In a financial reform policy white paper, released on Monday, Shadow Chancellor George Osborne plans to abolish what he calls a “failed tripartite system of regulation” and give the Bank of England responsibility for maintaining financial stability.
IFAs and mortgage brokers would be regulated by a new body called the Consumer Protection Agency, which would act as a consumer champion, with powers to name and shame firms for poor practice. The CPA would look at pricing and product suitability as well as competition in financial services and products.
Regulation of consumer credit would be transferred from the Office of Fair Trading to the CPA.
The Tories would consult on what regulatory authority should take on the FSA’s other responsibilities, including markets and securities regulation, approved persons’ licensing and listing authority responsibilities.

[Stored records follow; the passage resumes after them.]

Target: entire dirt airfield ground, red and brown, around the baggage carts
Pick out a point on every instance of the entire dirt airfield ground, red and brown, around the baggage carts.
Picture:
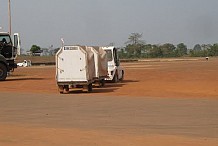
(165, 102)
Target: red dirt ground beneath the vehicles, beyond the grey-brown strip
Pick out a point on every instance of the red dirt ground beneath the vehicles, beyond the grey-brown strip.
(192, 78)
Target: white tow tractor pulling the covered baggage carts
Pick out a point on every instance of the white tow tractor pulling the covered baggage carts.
(115, 71)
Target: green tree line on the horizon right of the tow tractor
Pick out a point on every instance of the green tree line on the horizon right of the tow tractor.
(137, 48)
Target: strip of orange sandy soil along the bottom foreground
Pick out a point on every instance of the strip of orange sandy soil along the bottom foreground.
(25, 136)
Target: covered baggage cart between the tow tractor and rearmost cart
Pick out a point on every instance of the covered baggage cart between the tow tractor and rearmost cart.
(101, 65)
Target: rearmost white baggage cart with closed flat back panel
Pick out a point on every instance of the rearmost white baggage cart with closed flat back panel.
(75, 68)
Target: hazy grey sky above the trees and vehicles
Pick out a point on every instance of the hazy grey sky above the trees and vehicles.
(102, 22)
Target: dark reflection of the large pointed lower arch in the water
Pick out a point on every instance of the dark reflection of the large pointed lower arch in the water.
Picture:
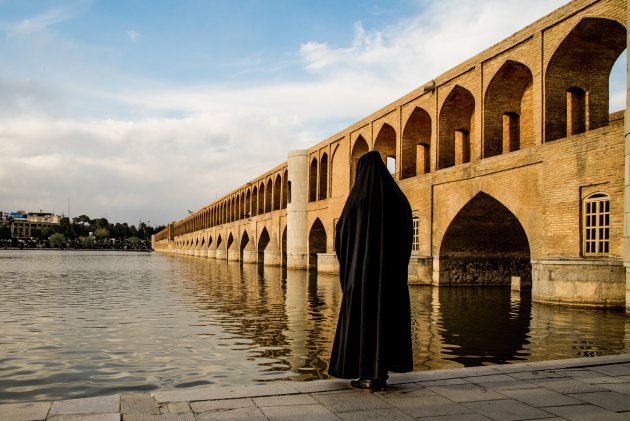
(482, 325)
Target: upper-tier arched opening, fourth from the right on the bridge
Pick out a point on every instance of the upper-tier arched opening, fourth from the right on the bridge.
(416, 145)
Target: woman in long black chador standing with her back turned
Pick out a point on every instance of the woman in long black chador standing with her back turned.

A new Financial Policy Committee would be formed as part of the Bank of England to monitor system risks, oversee macro-economic policy and run the regime for failed banks. A Financial Regulation Division of the Bank of England would regulate bigger institutions such as banks, building societies and insurers. A financial crime regulator could be created which would include the enforcement arm of the FSA.
The Tories admit the proposals would see industry levies rise for firms due to a need for higher-calibre regulators.
Aifa director general Chris Cummings says: “We must be careful that any proposals must increase consumer access to good, independent financial advice. The Government and regulator must increase consumer access to trusted sources of advice and not restrict it.”